Personal information
- Date of birth: May 8, 2001 (age 25)
- Place of birth: Bremen, Germany
- Position: Midfielder

Team information
- Current team: 1. FC Nürnberg
- Number: 17

Senior career*
- Years: Team / Apps / (Gls)
- 2018–2019: Werder Bremen II / 9 / (1)
- 2022: Werder Bremen II / 2 / (1)
- 2023: Werder Bremen / 2 / (0)
- 2023–2025: SV Meppen / 37 / (10)
- 2025–: FC Nürnberg / 17 / (1)

International career^{‡}
- 2018: Germany U-17 / 2 / (0)
- 2025–: Montenegro / 9 / (0)

= Selma Ličina =

German association football player

Selma Licina (born May 8, 2001 in Bremen) is a German football player for 1. FC Nürnberg and the Montenegro national team.

== Career ==

=== Club ===
Born and raised in Bremen, Ličina began playing soccer in Werder Bremen's youth academy. From 2015 to 2018, she played 48 league matches in the North/Northeast division of the U19 Bundesliga, scoring 20 goals.

While still a U19 player, she played her first five league games for the second team, which plays in the third-tier Regionalliga Nord. She made her debut on October 8, 2017. In the following season, she contributed one goal in four league games.

After graduating from Kippenberg-Gymnasium in the Schwachhausen district of Bremen, Ličina went to the United States to study psychology. She played in 52 West Coast Conference championship games for the University of Portland's Pilots from August 23, 2019 to November 18, 2022. She scored a goal in her penultimate championship game on November 12, 2022 in a 3–0 away win against the Sun Devils, the Arizona State University team, with the final goal in the 78th minute. Before starting her fourth year as a senior and before the start of the 2022 season, she was in Germany, playing two games for Werder Bremen's reserve team in May 2022, scoring one goal.

Returning to Germany in January 2023, Ličina took part in the preparations for the second half of the season and played her only two league games for Bundesliga club Werder Bremen. She made her debut on March 14, 2023.

For the 2023/24 season, she was signed by SV Meppen.

For the 2025/26 season, Ličina moved to Bundesliga promoted team 1. FC Nürnberg. In the away game against 1. FC Union Berlin, Ličina equalized in the 90th minute to make it 1–1.

=== National ===
Licina played as a player for the Bremen Football Association's selection team in the U14 (2015), U16 (2017), and U18 (2016-2018) age groups in a total of 18 tournament matches for the DFB-Länderpokal at the Wedau Sports School in Duisburg, in which she scored five goals.

She played two international matches for the U17 Germany national team. She made her debut on February 27, 2018 in Bergisch Gladbach in a 2–1 friendly win against the U17 Norway team, coming on as a substitute for Emilie Bernhardt in the 66th minute.

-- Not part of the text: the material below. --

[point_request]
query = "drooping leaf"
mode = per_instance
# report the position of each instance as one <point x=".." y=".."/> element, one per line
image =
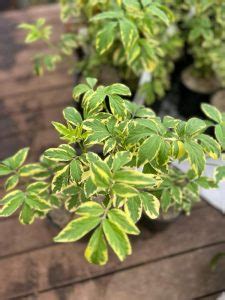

She also played in the second match on March 1, 2018 in Cologne in another 2–1 win over the Norwegian U17 team, substituting for Shekiera Martinez in the 54th minute.

Ličina made her debut for the Montenegro national team on February 25, 2025 in Podgorica in a 3–1 win over Lithuania in the second group stage match of the UEFA Nations League.